Der herkömmliche Edelmetall-Bergbau verursacht oft große ökologische und soziale Schäden: Natürliche Lebensräume oder landwirtschaftliche Flächen werden durch den Tagebau vernichtet. Der unsachgemäße Einsatz von Zyanid und Quecksilber führt immer wieder zur langfristigen Vergiftung von Böden und Trinkwasser. Um die Edelmetalle aus der Erde zu gewinnen, wird sehr viel Energie eingesetzt und damit viel CO2 freigesetzt. Die einheimische Bevölkerung wird aus ihrem angestammten Lebensraum vertrieben. In den Minen gibt es für die Einheimischen nur gering qualifizierte Jobs. Viele sind zur Abwanderung in die Slums der Großstädte gezwungen. Ist das Vorkommen erschöpft, ziehen sich die Bergbauunternehmen zurück. Übrig bleibt oft eine ökologisch wie kulturell zerstörte Landschaft.

Ausgangslage:

Gold gehört zu den Rohstoffen, für deren Gewinnung der höchste Aufwand betrieben werden muss. Je mehr leicht zugängliche Goldvorkommen ausgebeutet sind, desto schwieriger wird es, an anderen, weniger ergiebigen Fundorten Gold zu gewinnen. Die Vorkommen von Gold stammen aus Lagerstätten rund um den Globus. Zu den Staaten mit der höchsten Goldproduktion gehören Südafrika, die USA, Australien, Russland, Peru, China und Ghana. Der überwiegende Teil des Goldes wird bergmännisch durch Abbau und Aufbereitung von riesigen Mengen Gestein gewonnen.

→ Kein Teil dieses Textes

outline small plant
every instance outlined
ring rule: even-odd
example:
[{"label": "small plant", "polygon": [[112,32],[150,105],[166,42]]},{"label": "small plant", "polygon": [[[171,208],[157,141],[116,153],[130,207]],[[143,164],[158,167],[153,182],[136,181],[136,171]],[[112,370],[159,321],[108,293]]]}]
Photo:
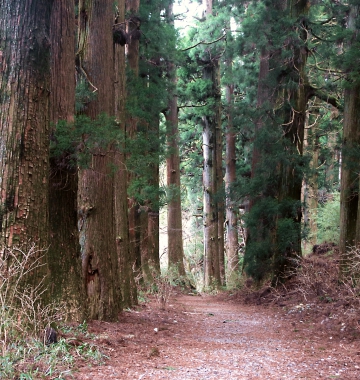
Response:
[{"label": "small plant", "polygon": [[173,273],[168,270],[162,274],[153,272],[155,285],[155,298],[160,308],[165,310],[169,302],[173,287],[175,286]]}]

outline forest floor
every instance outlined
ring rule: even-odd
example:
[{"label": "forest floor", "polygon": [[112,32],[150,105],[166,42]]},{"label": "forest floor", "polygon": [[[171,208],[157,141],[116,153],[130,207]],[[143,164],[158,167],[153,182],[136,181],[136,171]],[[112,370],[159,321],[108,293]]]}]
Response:
[{"label": "forest floor", "polygon": [[336,314],[339,308],[329,311],[329,304],[286,300],[258,305],[253,300],[244,293],[174,291],[163,310],[149,297],[123,311],[118,323],[89,323],[93,342],[106,359],[99,366],[79,359],[73,376],[79,380],[360,379],[358,330],[344,329]]}]

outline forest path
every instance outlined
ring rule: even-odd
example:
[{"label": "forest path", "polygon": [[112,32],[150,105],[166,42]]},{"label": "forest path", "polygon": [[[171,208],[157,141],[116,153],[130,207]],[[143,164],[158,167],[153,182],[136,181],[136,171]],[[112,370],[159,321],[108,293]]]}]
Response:
[{"label": "forest path", "polygon": [[314,327],[280,309],[177,294],[165,311],[153,301],[122,312],[120,323],[90,323],[109,360],[80,363],[75,378],[360,379],[359,342]]}]

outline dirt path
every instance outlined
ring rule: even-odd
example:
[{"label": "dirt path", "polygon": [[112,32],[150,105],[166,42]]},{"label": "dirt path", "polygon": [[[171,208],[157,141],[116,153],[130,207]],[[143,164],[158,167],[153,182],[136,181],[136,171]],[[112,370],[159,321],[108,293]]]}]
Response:
[{"label": "dirt path", "polygon": [[360,379],[359,342],[314,327],[280,310],[179,294],[166,311],[150,303],[120,323],[91,323],[109,360],[82,363],[75,378]]}]

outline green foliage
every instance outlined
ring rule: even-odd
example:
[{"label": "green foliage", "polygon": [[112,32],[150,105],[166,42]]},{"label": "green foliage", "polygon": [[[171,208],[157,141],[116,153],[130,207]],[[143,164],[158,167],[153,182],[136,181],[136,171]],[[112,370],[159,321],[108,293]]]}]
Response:
[{"label": "green foliage", "polygon": [[97,93],[91,90],[85,79],[79,79],[75,90],[75,111],[77,114],[84,112],[87,105],[95,100]]},{"label": "green foliage", "polygon": [[335,243],[340,240],[340,194],[320,206],[316,212],[317,243]]},{"label": "green foliage", "polygon": [[59,121],[53,132],[50,155],[68,166],[87,167],[92,154],[113,149],[123,141],[120,127],[113,117],[104,113],[95,120],[85,115],[74,123]]}]

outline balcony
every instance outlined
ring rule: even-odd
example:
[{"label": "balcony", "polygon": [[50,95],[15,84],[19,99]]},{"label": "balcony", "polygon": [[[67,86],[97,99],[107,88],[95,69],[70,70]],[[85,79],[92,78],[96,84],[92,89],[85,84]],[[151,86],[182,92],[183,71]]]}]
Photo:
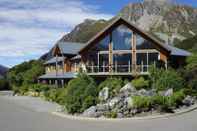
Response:
[{"label": "balcony", "polygon": [[[135,68],[134,68],[135,67]],[[112,71],[110,72],[110,68]],[[88,75],[92,76],[105,76],[105,75],[119,75],[119,76],[128,76],[128,75],[148,75],[149,65],[113,65],[112,67],[108,65],[86,65],[86,72]]]}]

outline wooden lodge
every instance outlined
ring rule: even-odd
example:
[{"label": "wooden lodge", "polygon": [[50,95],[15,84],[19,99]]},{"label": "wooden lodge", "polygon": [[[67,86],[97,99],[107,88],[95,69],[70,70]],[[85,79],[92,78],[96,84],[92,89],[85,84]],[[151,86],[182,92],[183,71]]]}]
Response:
[{"label": "wooden lodge", "polygon": [[81,69],[94,77],[148,75],[158,61],[179,67],[189,52],[162,43],[124,18],[116,18],[87,43],[58,42],[40,82],[64,84]]}]

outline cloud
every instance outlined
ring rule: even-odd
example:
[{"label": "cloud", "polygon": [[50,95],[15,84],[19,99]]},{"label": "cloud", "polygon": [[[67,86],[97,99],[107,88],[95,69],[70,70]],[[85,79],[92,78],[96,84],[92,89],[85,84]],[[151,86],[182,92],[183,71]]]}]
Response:
[{"label": "cloud", "polygon": [[85,19],[111,17],[85,0],[1,0],[0,64],[13,66],[23,58],[37,58]]}]

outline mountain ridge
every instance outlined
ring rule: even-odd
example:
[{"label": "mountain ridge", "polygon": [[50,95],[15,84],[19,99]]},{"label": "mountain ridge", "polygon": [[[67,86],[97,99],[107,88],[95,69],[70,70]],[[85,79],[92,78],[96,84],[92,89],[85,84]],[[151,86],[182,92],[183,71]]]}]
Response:
[{"label": "mountain ridge", "polygon": [[[164,43],[176,45],[197,35],[197,8],[179,5],[169,0],[129,3],[114,18],[117,16],[131,21]],[[86,43],[114,18],[109,21],[86,19],[59,41]]]}]

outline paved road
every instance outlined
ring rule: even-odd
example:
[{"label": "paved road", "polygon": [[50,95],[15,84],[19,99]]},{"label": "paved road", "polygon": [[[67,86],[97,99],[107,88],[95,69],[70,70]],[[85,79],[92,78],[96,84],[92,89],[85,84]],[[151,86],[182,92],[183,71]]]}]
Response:
[{"label": "paved road", "polygon": [[0,96],[0,131],[197,131],[197,111],[171,118],[125,121],[69,120]]}]

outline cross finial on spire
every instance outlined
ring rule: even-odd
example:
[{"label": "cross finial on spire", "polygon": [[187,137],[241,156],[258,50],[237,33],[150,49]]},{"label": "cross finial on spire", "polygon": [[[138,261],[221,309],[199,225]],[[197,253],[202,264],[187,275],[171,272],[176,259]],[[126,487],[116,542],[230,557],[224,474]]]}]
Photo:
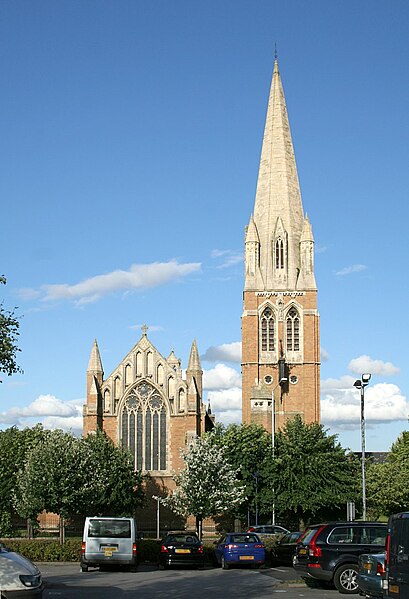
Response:
[{"label": "cross finial on spire", "polygon": [[274,42],[274,60],[277,60],[277,42]]},{"label": "cross finial on spire", "polygon": [[144,337],[146,337],[146,334],[147,334],[147,332],[148,332],[148,329],[149,329],[149,327],[148,327],[146,324],[144,324],[143,326],[141,326],[142,335],[143,335]]}]

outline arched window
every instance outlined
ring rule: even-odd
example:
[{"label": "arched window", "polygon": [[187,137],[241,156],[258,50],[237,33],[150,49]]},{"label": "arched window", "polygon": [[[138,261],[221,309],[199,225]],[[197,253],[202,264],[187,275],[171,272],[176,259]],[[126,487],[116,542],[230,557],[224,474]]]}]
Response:
[{"label": "arched window", "polygon": [[167,469],[166,402],[149,383],[140,383],[128,395],[121,412],[120,434],[136,470]]},{"label": "arched window", "polygon": [[300,317],[295,308],[287,314],[287,351],[300,351]]},{"label": "arched window", "polygon": [[274,314],[271,308],[265,308],[260,319],[261,351],[274,351]]},{"label": "arched window", "polygon": [[276,268],[284,268],[284,242],[281,238],[276,241]]}]

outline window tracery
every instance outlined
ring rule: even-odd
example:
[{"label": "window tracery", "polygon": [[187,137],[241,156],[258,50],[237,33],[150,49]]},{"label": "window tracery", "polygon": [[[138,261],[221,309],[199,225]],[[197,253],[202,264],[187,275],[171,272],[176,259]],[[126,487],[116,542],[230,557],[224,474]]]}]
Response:
[{"label": "window tracery", "polygon": [[287,351],[300,351],[300,317],[292,307],[287,314]]},{"label": "window tracery", "polygon": [[261,351],[274,351],[275,349],[275,319],[271,308],[263,310],[260,318],[261,324]]},{"label": "window tracery", "polygon": [[157,389],[141,382],[127,396],[121,413],[121,444],[137,470],[167,469],[167,407]]}]

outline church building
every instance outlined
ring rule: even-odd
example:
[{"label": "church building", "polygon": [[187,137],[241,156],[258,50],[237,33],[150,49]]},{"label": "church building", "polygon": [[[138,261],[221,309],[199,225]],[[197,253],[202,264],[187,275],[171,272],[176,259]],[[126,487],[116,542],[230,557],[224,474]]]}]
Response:
[{"label": "church building", "polygon": [[87,369],[84,435],[103,430],[132,454],[135,469],[149,473],[154,490],[173,488],[172,475],[183,466],[180,449],[213,427],[202,402],[202,376],[193,341],[186,377],[173,350],[163,357],[142,327],[142,337],[113,372],[104,377],[98,344]]},{"label": "church building", "polygon": [[303,211],[277,57],[244,253],[243,422],[268,431],[296,414],[319,422],[314,238]]}]

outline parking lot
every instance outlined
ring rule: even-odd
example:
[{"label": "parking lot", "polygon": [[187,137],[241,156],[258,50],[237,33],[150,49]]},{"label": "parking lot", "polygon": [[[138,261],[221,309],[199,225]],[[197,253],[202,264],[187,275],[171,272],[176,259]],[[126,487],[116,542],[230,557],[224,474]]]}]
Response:
[{"label": "parking lot", "polygon": [[338,599],[335,590],[309,588],[295,582],[292,568],[172,569],[141,565],[136,573],[125,570],[90,570],[81,573],[78,564],[39,564],[46,590],[44,599]]}]

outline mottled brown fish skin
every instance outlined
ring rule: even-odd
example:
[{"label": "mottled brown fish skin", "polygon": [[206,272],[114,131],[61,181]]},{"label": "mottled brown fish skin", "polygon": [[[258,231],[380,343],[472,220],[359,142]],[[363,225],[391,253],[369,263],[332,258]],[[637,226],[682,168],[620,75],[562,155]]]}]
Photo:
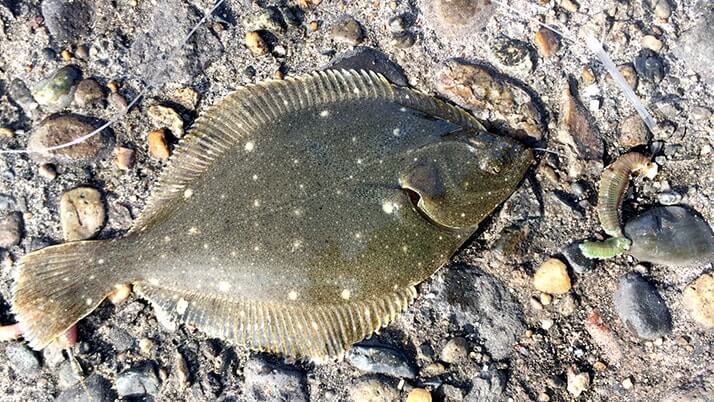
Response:
[{"label": "mottled brown fish skin", "polygon": [[134,283],[178,321],[251,349],[336,356],[385,325],[532,161],[460,110],[374,74],[245,91],[197,122],[158,185],[168,195],[90,265],[109,272],[92,280]]}]

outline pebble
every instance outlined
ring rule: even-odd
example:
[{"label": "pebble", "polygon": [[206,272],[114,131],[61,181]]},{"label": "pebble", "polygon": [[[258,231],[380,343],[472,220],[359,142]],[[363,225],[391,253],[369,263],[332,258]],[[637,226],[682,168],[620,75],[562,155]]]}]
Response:
[{"label": "pebble", "polygon": [[714,275],[704,273],[689,284],[682,302],[694,321],[705,328],[714,328]]},{"label": "pebble", "polygon": [[635,70],[640,77],[655,83],[664,78],[664,64],[650,49],[642,49],[635,57]]},{"label": "pebble", "polygon": [[547,28],[541,28],[536,32],[534,42],[538,53],[543,57],[553,56],[560,48],[558,36]]},{"label": "pebble", "polygon": [[367,70],[384,75],[396,85],[407,86],[409,81],[404,70],[381,51],[371,47],[358,47],[341,53],[327,69]]},{"label": "pebble", "polygon": [[57,368],[57,383],[61,389],[67,389],[79,383],[79,375],[69,360],[62,362]]},{"label": "pebble", "polygon": [[657,38],[656,38],[655,36],[653,36],[653,35],[645,35],[645,36],[643,36],[640,43],[642,44],[642,47],[643,47],[643,48],[645,48],[645,49],[650,49],[650,50],[653,50],[653,51],[655,51],[655,52],[659,52],[660,50],[662,50],[662,46],[664,46],[664,44],[662,43],[662,41],[659,40],[659,39],[657,39]]},{"label": "pebble", "polygon": [[[484,366],[486,367],[486,366]],[[472,379],[472,387],[465,401],[502,401],[506,388],[506,374],[501,370],[483,369]]]},{"label": "pebble", "polygon": [[568,261],[568,265],[578,274],[584,274],[592,271],[595,267],[595,260],[587,258],[583,255],[580,250],[581,242],[576,241],[568,244],[568,246],[563,249],[563,257]]},{"label": "pebble", "polygon": [[247,31],[270,31],[281,33],[285,31],[280,12],[273,7],[257,8],[241,18],[243,28]]},{"label": "pebble", "polygon": [[80,81],[74,90],[74,103],[79,107],[101,103],[105,97],[102,86],[91,78]]},{"label": "pebble", "polygon": [[590,375],[588,373],[577,373],[569,369],[567,379],[568,392],[575,398],[590,388]]},{"label": "pebble", "polygon": [[186,364],[186,359],[178,351],[174,354],[174,367],[179,388],[187,388],[190,385],[189,381],[191,379],[191,373],[188,370],[188,364]]},{"label": "pebble", "polygon": [[469,353],[469,343],[463,337],[451,338],[441,349],[439,358],[449,364],[465,360]]},{"label": "pebble", "polygon": [[82,71],[73,66],[64,66],[40,81],[32,91],[35,101],[41,106],[56,111],[72,102],[75,85],[82,78]]},{"label": "pebble", "polygon": [[245,34],[245,45],[253,56],[268,54],[268,44],[258,31],[251,31]]},{"label": "pebble", "polygon": [[183,119],[174,109],[168,106],[151,105],[147,114],[156,127],[168,128],[176,138],[183,137]]},{"label": "pebble", "polygon": [[593,310],[585,320],[585,330],[592,338],[593,342],[600,347],[610,363],[617,363],[622,360],[623,352],[619,338],[605,324],[596,310]]},{"label": "pebble", "polygon": [[62,57],[62,60],[64,61],[70,61],[72,60],[72,52],[70,52],[67,49],[64,49],[60,52],[60,56]]},{"label": "pebble", "polygon": [[563,9],[565,9],[565,11],[568,11],[571,13],[578,11],[578,9],[580,8],[578,3],[574,2],[573,0],[562,0],[560,2],[560,6],[563,7]]},{"label": "pebble", "polygon": [[414,388],[407,394],[406,402],[431,402],[431,392],[424,388]]},{"label": "pebble", "polygon": [[8,212],[15,209],[17,200],[9,194],[0,194],[0,212]]},{"label": "pebble", "polygon": [[676,191],[667,191],[657,194],[657,202],[662,205],[677,205],[682,202],[682,194]]},{"label": "pebble", "polygon": [[59,212],[65,241],[94,237],[106,219],[102,194],[92,187],[77,187],[62,194]]},{"label": "pebble", "polygon": [[560,315],[568,317],[575,314],[578,310],[578,301],[575,299],[575,296],[568,293],[558,301],[557,307]]},{"label": "pebble", "polygon": [[[627,85],[629,85],[630,88],[637,89],[639,79],[637,78],[637,71],[631,64],[623,64],[621,66],[618,66],[617,71],[622,74],[622,78],[625,79],[625,82],[627,82]],[[607,75],[607,80],[608,82],[614,82],[610,74]]]},{"label": "pebble", "polygon": [[671,46],[678,63],[687,70],[699,74],[709,85],[714,84],[714,68],[711,55],[714,54],[714,8],[702,7],[699,17]]},{"label": "pebble", "polygon": [[390,32],[398,33],[404,32],[409,26],[403,15],[395,15],[389,18],[389,21],[387,21],[387,27]]},{"label": "pebble", "polygon": [[383,345],[354,345],[347,361],[359,370],[397,378],[414,378],[416,370],[400,350]]},{"label": "pebble", "polygon": [[149,155],[157,160],[165,161],[169,159],[169,146],[166,143],[166,130],[161,128],[149,132],[146,135],[146,142],[149,146]]},{"label": "pebble", "polygon": [[38,104],[24,81],[19,78],[12,80],[10,88],[8,88],[8,94],[22,108],[25,114],[28,116],[36,115]]},{"label": "pebble", "polygon": [[114,148],[114,163],[121,170],[129,170],[134,165],[136,151],[131,148],[116,147]]},{"label": "pebble", "polygon": [[561,129],[558,130],[560,142],[570,145],[582,158],[602,161],[605,147],[590,116],[575,98],[570,88],[562,94]]},{"label": "pebble", "polygon": [[40,373],[40,360],[22,343],[9,343],[5,347],[5,356],[9,367],[20,376],[34,378]]},{"label": "pebble", "polygon": [[542,138],[543,116],[528,92],[490,70],[449,60],[437,72],[435,81],[443,96],[491,122],[499,132],[520,139]]},{"label": "pebble", "polygon": [[632,378],[627,377],[624,380],[622,380],[622,388],[632,389],[633,386],[634,386],[634,383],[632,382]]},{"label": "pebble", "polygon": [[92,374],[84,383],[60,393],[55,402],[112,402],[116,399],[112,384],[106,378]]},{"label": "pebble", "polygon": [[91,0],[44,0],[42,17],[50,35],[60,42],[76,43],[94,26],[94,2]]},{"label": "pebble", "polygon": [[89,49],[85,45],[77,46],[74,55],[80,60],[89,60]]},{"label": "pebble", "polygon": [[407,49],[414,46],[416,36],[411,32],[398,32],[392,34],[391,45],[400,49]]},{"label": "pebble", "polygon": [[46,148],[73,141],[94,131],[84,116],[66,114],[49,117],[30,134],[27,148],[40,162],[89,164],[109,153],[112,138],[105,132],[70,147],[47,151]]},{"label": "pebble", "polygon": [[622,322],[640,338],[654,340],[672,332],[667,305],[640,274],[630,272],[620,278],[613,302]]},{"label": "pebble", "polygon": [[0,248],[10,248],[20,243],[22,215],[13,212],[0,218]]},{"label": "pebble", "polygon": [[482,31],[496,12],[488,0],[434,0],[427,2],[433,28],[443,36],[458,38]]},{"label": "pebble", "polygon": [[491,51],[496,60],[504,67],[514,68],[522,73],[533,70],[531,51],[526,42],[502,38],[491,44]]},{"label": "pebble", "polygon": [[156,367],[151,362],[142,363],[125,370],[116,378],[114,387],[120,398],[157,395],[161,380],[156,375]]},{"label": "pebble", "polygon": [[[464,391],[461,388],[451,384],[442,384],[436,389],[437,401],[461,402],[464,400]],[[476,401],[470,401],[476,402]]]},{"label": "pebble", "polygon": [[56,368],[65,361],[65,358],[62,349],[57,344],[51,343],[42,349],[42,360],[48,367]]},{"label": "pebble", "polygon": [[672,6],[669,4],[669,0],[655,0],[654,14],[657,18],[668,19],[672,15]]},{"label": "pebble", "polygon": [[156,343],[149,338],[139,339],[139,353],[143,356],[151,356],[154,353]]},{"label": "pebble", "polygon": [[57,177],[57,168],[51,163],[43,163],[37,172],[47,180],[54,180]]},{"label": "pebble", "polygon": [[293,368],[268,363],[252,357],[243,370],[243,396],[247,402],[307,402],[305,374]]},{"label": "pebble", "polygon": [[358,45],[364,41],[362,25],[351,16],[344,16],[330,27],[330,36],[337,43]]},{"label": "pebble", "polygon": [[15,131],[7,127],[0,127],[0,138],[15,138]]},{"label": "pebble", "polygon": [[551,320],[550,318],[540,320],[540,327],[546,331],[551,329],[554,324],[555,324],[555,321]]},{"label": "pebble", "polygon": [[633,148],[638,145],[645,145],[650,141],[650,133],[642,118],[635,114],[625,118],[620,123],[620,136],[618,143],[625,148]]},{"label": "pebble", "polygon": [[549,295],[548,293],[541,293],[540,295],[538,295],[538,302],[543,306],[549,306],[551,303],[553,303],[553,296]]},{"label": "pebble", "polygon": [[399,400],[394,385],[381,378],[362,377],[349,389],[351,402],[392,402]]},{"label": "pebble", "polygon": [[173,93],[173,100],[188,110],[196,109],[199,97],[199,93],[191,87],[178,88]]},{"label": "pebble", "polygon": [[533,275],[533,287],[550,294],[568,293],[571,284],[567,267],[556,258],[545,260]]},{"label": "pebble", "polygon": [[714,259],[714,234],[709,225],[681,206],[653,207],[629,220],[628,253],[640,261],[669,266],[694,266]]}]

1. Tagebaukrater der Yanacocha-Mine, Peru, Grufides, Misereor 2. industrieller Großbergbau in Ghana, FIAN, Sebastian Roetters 3. Landschaftszerstörung durch Goldbergbau, Iduapriem-Mine in Ghana, FIAM, Sebastian Roetters

Bei einer weltweiten jährlichen Goldgewinnung von bis zu 2500 t Gold und einem Gehalt von 1,7 g/t Gestein sind das 1.470.588.235 Tonnen goldhaltiges Gestein pro Jahr; diese Menge entspricht etwa der Anzahl von 5000 Containerschiffen mit einer Ladekapazität von 300.000 Tonnen. Noch größere Mengen an Gestein müssen abgebaut werden, um das goldhaltige Gestein unter dem Deckgebirge zu erreichen. Ausgehend von einem geschätzten durchschnittlichen Verhältnis Abraum zu Erz von 2:1 müssen rund 2.941.176.470 Tonnen Abraum insgesamt bewegt werden.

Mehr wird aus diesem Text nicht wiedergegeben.